A brief silence settles between us. It could be awkward, but the train’s wheels rattle and the car squeaks, and no one else in the train car is talking, either. I welcome the silence in the stress of the morning, but my leg bounces against his, restless.

Near the doors, a woman stands guard over her behemoth of a suitcase. I think I recognize her from the flight. As the train pulls up to the next stop—Baron’s Court; possibly the fanciest named station, in my opinion—her suitcase rolls away, crashing into three or four people. The woman apologizes, giggles (meanwhile, I’m so embarrassed for her I could die), and a businessman in a well-tailored suit flashes a strained smile, but doesn’t offer to guide the suitcase back to its owner. The moment she turns, the guy scowls and shakes out his newspaper.

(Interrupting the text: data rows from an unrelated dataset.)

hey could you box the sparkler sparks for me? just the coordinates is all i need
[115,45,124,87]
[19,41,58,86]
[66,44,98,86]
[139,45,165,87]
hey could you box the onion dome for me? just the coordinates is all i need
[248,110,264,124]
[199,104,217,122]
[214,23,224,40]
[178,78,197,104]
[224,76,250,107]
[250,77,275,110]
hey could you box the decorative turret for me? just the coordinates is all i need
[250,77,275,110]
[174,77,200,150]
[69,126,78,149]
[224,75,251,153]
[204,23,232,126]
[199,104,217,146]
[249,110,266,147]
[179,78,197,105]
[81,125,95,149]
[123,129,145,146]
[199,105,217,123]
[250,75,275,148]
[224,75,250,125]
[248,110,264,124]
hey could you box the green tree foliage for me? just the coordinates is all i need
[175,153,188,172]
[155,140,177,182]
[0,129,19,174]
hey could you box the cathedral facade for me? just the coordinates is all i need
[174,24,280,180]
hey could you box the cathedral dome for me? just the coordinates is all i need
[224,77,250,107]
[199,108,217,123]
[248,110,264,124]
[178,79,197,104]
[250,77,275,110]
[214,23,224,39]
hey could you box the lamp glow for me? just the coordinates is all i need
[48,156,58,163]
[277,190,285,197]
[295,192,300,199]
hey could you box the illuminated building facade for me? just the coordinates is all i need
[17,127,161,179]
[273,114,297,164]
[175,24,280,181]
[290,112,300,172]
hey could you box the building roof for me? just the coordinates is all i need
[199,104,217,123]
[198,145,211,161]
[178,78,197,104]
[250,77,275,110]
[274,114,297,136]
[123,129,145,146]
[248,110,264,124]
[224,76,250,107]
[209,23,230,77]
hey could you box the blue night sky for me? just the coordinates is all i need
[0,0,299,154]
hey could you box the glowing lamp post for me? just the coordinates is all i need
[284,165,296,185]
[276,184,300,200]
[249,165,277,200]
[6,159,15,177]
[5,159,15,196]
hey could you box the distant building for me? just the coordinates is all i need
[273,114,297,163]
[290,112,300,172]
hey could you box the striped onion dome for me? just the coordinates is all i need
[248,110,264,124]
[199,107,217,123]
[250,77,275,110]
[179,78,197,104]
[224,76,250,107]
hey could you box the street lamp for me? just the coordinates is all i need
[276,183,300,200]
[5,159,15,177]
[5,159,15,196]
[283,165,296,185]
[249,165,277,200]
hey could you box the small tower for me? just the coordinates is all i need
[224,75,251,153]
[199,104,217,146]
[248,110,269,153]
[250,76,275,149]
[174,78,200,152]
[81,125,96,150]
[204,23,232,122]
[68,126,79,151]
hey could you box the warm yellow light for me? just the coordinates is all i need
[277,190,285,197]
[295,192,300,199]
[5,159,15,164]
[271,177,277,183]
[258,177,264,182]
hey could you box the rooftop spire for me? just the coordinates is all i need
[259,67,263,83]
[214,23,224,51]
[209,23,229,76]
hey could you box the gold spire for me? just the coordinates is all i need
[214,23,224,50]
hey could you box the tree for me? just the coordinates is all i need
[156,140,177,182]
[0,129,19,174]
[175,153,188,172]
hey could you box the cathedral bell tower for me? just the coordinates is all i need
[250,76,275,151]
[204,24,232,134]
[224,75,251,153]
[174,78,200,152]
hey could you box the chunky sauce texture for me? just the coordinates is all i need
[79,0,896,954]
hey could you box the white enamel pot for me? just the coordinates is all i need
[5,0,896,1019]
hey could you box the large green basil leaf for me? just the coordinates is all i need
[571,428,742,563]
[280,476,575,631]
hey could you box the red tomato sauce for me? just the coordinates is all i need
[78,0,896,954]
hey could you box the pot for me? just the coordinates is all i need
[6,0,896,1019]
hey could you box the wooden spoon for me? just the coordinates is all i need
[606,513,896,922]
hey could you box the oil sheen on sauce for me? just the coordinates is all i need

“That’s British generosity for you,” Pierce says. “Note the fake smile, the passive-aggressive demeanor. It’s an art form.”

“Hopefully I’ll have time to practice this art,” I say. “Though my parents would probably say I have the passive-aggressive thing down. Megan would too. Okay, maybe I will fit in here.”

“You’re seriously going to love this country. You plan to travel any?”

I think back to the money in my bank account, and my palms start to sweat again.